Concrete Reasoning is Understanding Real Life Problems

Concrete reasoning is the foundation for learning.

Classroom Students
Classroom Students. Robert Benson / Stringer / Getty Images

There are two basic forms of reasoning: abstract and concrete. Both are critically important for day to day life, but most people are better at one than at the other. Children with learning disabilities may find it more difficult than typical children to reason through a problem to find a solution.

Abstract Versus Concrete Reasoning

Abstract reasoning involves thinking about  and managing ideas and concepts.

Abstract concepts can be surprisingly important for day to day life.  For example, these very important skills require abstract reasoning:

  • Time management
  • Understanding basic geography (the concepts of a town, state, country, etc. are all abstract)
  • Completing arithmetic problems without hands-on manipulatives (numbers are abstract when not associated with objects)
  • Discussing ideas (story plots, politics, religion, and concepts such as truth, fairness, and collaboration are all abstract)

Concrete reasoning involves the ability to analyze information and solve problems on a literal ("concrete") level.

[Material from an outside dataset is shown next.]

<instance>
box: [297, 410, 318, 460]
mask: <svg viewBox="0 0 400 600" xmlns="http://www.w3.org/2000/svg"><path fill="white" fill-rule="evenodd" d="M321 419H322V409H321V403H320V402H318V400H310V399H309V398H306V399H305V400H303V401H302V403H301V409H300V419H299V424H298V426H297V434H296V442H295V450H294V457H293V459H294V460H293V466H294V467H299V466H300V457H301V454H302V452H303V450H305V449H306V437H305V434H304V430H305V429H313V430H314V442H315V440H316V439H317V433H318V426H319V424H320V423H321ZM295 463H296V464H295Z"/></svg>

We use concrete reasoning when we think through and solve hands-on problems. Concrete reasoning tasks involve skills such as:

  • Basic knowledge of names of objects, places, and people;
  • Understanding of basic cause and effect relationships;
  • Solving problems that do not involve theory, metaphor, or complex analogy.

    When a child is able to solve a jigsaw puzzle he is exercising concrete reasoning. Other examples include:

    • The ability to predict the likely outcome of a physical event ("what will happen if I drop this ball from a height of ten feet?")
    • The ability to read a map and understand the points of the compass
    • The ability to read, understand, and act on factual texts (reading and following instructions, reading and building from a diagram or blueprint, etc.)
    • The ability to count and do math using objects or pictures

    The Importance of Concrete Reasoning

    Concrete reasoning is important because it is the basis of all knowledge. Students need a firm understanding of basic educational concepts and problem solving. This enables them to learn new ideas. It helps with later learning because it gives students the ability to link new ideas to previously learned ideas. This promotes stronger long-term memory of concepts.

    Concrete reasoning is also the basic tool for navigating the world. With concrete reasoning, we can anticipate outcomes (if I step in front of that bicycle at this moment, chances are it will hit me). We can also solve technical problems that arise on a daily basis (fitting foods into a grocery bag, planning a route to your next destination, using an umbrella when it rains).

    How Concrete Reasoning Is Measured

    Concrete reasoning is typically measured in a full assessment of intellectual ability, or IQ.

    Most extended intelligence tests assess several types of problem-solving abilities, including concrete reasoning. Most brief intelligence tests do not.

    Students with difficulty in concrete reasoning may benefit from using hands-on materials and multi-sensory teaching methods, adaptations for students with language deficits, games to improve memory, speech and language therapy, and occupational therapy.